Le Sénégal travaille actuellement à la mise en place d’un cadre juridique plus précis, en collaboration avec la Mauritanie. « Nous visons une harmonisation de nos textes d’ici la fin de l’année. La Mauritanie est déjà plus avancée sur ces questions. L’objectif est de disposer d’un dispositif commun et cohérent », ajoute-t-il.
Le torchage, une pratique encadrée mais controversée
Les autorités assurent que le gaz reste une ressource trop précieuse pour être brûlée. « Toutes les molécules de gaz représentent de la valeur. Le torchage de routine est interdit au Sénégal », souligne M. Baldé. Les flammes observées relèveraient, selon lui, des phases de test et de mise en service des installations. À terme, le projet GTA ne prévoit pas de torchage permanent.
Concernant la fuite de gaz signalée à 2 700 mètres de profondeur, les experts affirment que le méthane se dissipe avant d’atteindre la surface. « Les bulles ne sont perceptibles que jusqu’à 1 700 mètres », détaille M. Badiane. Il reconnaît néanmoins que cette dissipation peut affecter certains organismes aquatiques, sans pour autant provoquer d’impact comparable à une marée noire.
Vers une harmonisation régionale des textes
Le Sénégal et la Mauritanie travaillent de concert pour harmoniser leurs réglementations sur le gaz et le méthane. Cette révision devrait intégrer la gestion des fuites, le suivi des émissions, mais aussi les sanctions en cas de non-respect des normes environnementales. L’objectif est d’assurer une exploitation responsable, conforme aux standards internationaux de réduction des émissions.

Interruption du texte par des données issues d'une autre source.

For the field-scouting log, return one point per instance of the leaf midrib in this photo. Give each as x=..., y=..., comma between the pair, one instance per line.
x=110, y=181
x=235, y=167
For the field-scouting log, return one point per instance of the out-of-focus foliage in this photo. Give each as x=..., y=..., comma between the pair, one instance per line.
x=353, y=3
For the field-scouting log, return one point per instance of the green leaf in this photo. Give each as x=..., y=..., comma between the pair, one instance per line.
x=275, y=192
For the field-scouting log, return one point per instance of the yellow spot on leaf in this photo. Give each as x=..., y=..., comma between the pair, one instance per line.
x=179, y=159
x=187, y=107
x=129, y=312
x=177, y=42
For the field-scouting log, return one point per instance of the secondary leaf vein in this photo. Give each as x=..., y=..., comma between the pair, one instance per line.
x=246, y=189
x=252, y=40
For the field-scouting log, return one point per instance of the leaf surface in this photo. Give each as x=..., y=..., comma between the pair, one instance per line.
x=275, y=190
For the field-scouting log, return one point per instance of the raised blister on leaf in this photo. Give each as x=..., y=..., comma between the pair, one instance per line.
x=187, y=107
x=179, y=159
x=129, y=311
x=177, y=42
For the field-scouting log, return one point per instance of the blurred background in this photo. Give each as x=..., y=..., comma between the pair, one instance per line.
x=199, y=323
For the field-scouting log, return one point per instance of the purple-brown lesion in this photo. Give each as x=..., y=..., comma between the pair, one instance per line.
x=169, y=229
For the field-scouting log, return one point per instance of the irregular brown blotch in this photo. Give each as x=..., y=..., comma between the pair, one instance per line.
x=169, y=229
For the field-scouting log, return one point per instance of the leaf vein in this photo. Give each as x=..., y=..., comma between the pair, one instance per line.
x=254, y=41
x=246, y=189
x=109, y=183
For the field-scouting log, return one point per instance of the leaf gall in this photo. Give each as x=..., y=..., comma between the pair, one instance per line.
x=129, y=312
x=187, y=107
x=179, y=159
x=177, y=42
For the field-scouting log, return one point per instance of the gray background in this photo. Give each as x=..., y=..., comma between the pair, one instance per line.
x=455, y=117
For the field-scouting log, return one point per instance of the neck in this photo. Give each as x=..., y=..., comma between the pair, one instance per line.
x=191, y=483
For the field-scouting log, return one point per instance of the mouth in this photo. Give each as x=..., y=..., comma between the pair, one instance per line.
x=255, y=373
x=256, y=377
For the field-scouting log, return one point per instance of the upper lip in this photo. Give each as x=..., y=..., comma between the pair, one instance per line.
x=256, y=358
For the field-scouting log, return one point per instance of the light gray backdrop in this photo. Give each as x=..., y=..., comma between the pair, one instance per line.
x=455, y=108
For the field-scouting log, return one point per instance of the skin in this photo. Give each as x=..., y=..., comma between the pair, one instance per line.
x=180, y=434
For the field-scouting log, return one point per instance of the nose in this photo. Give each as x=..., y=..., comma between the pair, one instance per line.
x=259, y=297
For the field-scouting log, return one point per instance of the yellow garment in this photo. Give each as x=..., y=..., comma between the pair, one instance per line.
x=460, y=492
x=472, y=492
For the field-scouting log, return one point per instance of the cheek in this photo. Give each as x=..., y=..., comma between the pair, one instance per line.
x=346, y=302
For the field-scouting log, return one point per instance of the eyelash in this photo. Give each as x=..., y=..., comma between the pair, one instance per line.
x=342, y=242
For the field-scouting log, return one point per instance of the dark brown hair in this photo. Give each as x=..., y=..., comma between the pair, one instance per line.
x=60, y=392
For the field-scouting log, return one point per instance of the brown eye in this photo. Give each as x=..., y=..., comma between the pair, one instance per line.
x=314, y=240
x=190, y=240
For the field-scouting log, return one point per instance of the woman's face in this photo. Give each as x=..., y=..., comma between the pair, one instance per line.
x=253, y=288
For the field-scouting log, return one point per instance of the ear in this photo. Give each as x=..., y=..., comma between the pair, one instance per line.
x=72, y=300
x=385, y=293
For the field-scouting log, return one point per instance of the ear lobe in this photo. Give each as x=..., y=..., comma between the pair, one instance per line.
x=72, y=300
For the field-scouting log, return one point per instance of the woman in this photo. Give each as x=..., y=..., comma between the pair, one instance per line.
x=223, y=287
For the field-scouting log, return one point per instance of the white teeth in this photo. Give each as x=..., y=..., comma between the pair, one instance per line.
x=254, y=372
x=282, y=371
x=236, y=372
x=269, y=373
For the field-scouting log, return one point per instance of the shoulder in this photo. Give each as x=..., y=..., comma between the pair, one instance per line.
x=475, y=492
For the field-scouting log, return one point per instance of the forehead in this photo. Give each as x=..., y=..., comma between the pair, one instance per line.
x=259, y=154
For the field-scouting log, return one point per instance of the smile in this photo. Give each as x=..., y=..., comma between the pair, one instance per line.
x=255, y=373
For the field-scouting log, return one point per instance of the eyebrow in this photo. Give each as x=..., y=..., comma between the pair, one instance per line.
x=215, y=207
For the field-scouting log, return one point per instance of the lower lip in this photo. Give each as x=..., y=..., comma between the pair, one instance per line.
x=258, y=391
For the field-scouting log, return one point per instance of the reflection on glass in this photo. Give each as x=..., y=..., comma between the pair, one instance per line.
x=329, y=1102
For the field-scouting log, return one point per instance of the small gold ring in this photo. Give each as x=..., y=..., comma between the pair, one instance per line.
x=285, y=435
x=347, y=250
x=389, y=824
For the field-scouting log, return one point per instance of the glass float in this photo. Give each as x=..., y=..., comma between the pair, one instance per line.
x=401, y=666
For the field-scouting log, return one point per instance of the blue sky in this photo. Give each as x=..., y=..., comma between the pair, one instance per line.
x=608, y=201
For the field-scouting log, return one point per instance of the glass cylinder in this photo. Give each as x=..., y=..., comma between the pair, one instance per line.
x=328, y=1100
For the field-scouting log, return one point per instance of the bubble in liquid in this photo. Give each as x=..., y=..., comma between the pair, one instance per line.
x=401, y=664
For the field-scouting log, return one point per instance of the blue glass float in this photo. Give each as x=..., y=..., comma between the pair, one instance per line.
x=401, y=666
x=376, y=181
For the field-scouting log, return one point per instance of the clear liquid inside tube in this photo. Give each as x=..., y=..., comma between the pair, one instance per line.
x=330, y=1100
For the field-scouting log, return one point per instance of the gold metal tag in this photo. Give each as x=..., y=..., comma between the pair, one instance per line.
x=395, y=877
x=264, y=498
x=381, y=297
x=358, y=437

Communication et transparence, un défi persistant
Si les autorités reconnaissent la nécessité d’un cadre juridique renforcé, elles admettent également un déficit de communication. « Il faut des efforts de sensibilisation et une stratégie claire. Les communautés sont nombreuses, représentées par plusieurs associations, ce qui complique le dialogue », note Mamadou Baldé.
La SCAME (Sous-commission sur l’environnement) prépare actuellement une stratégie de communication pour mieux informer les populations sur le torchage, ses causes et ses impacts. De son côté, M. Badiane estime que la législation doit s’accompagner d’une pédagogie publique. « L’État doit aller au-delà des textes. Il faut une information claire, régulière et accessible pour instaurer un climat de confiance », affirme-t-il.

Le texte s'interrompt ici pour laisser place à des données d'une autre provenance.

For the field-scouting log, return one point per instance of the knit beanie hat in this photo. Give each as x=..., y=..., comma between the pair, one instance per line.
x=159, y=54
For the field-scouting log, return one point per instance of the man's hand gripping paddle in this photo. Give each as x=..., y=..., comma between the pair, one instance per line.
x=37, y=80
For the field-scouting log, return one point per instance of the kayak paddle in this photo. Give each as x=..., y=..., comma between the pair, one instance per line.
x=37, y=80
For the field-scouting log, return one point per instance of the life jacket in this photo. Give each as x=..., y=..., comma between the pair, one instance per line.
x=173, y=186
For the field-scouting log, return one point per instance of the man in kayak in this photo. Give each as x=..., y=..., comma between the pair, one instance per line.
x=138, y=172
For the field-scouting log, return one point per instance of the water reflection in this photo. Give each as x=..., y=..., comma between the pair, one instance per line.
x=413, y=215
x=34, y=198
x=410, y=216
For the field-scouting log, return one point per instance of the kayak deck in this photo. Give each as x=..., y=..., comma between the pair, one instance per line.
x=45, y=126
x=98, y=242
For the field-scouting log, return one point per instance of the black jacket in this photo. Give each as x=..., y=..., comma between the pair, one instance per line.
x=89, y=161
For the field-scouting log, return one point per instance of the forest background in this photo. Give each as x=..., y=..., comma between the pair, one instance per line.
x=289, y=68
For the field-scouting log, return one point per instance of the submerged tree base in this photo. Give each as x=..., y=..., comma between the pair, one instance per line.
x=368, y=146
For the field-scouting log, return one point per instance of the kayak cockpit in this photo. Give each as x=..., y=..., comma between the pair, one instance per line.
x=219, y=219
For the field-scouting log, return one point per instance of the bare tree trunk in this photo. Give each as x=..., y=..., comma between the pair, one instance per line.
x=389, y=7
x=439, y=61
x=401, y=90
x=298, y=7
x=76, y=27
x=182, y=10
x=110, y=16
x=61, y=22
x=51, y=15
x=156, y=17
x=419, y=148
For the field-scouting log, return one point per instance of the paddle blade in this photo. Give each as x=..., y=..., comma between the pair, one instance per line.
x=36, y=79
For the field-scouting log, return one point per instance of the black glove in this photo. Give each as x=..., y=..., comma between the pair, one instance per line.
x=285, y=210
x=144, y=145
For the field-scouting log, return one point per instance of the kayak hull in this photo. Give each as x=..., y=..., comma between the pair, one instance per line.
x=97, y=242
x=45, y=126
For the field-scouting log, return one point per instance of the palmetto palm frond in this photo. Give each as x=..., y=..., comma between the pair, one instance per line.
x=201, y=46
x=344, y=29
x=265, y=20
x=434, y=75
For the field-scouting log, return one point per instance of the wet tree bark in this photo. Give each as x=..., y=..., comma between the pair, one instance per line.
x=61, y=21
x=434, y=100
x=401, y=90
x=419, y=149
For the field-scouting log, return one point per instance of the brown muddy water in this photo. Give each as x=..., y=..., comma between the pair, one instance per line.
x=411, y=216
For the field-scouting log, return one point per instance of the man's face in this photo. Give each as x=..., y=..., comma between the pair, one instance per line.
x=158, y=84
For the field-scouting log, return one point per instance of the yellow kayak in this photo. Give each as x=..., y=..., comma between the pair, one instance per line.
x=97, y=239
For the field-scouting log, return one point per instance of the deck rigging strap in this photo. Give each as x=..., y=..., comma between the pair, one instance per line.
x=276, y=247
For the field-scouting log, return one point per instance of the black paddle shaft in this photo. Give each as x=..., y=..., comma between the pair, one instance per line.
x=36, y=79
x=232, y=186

BP a également été officiellement saisi par courrier afin de recueillir sa position sur la question des émissions de méthane dans le cadre du projet gazier Grand Tortue Ahmeyim (GTA), ainsi que sur les inquiétudes exprimées par les populations riveraines. Cette démarche visait à obtenir des clarifications sur les mesures de prévention, de suivi et de réduction des émissions, dans un contexte de forte sensibilité environnementale. À ce jour, cette correspondance est restée sans réponse, alimentant les préoccupations des communautés et les interrogations sur la transparence du projet.
Une flamme qui continue de diviser
Malgré ces assurances, les habitants de Saint-Louis restent prudents. La flamme offshore, visible la nuit, continue de susciter à la fois fascination et crainte. Pour beaucoup, elle symbolise une modernité imposée et les contradictions d’un projet présenté comme porteur d’espoir.
Les autorités promettent des cadres juridiques renforcés, une coopération régionale et plus de transparence. Mais sur le terrain, les populations attendent des gestes concrets : la publication de données environnementales, des mesures sanitaires indépendantes et un partage équitable des bénéfices du gaz.
Entre espoir de développement et inquiétude écologique, Saint-Louis vit au rythme d’une flamme qui éclaire autant les promesses d’un avenir énergétique que les incertitudes d’un présent fragile.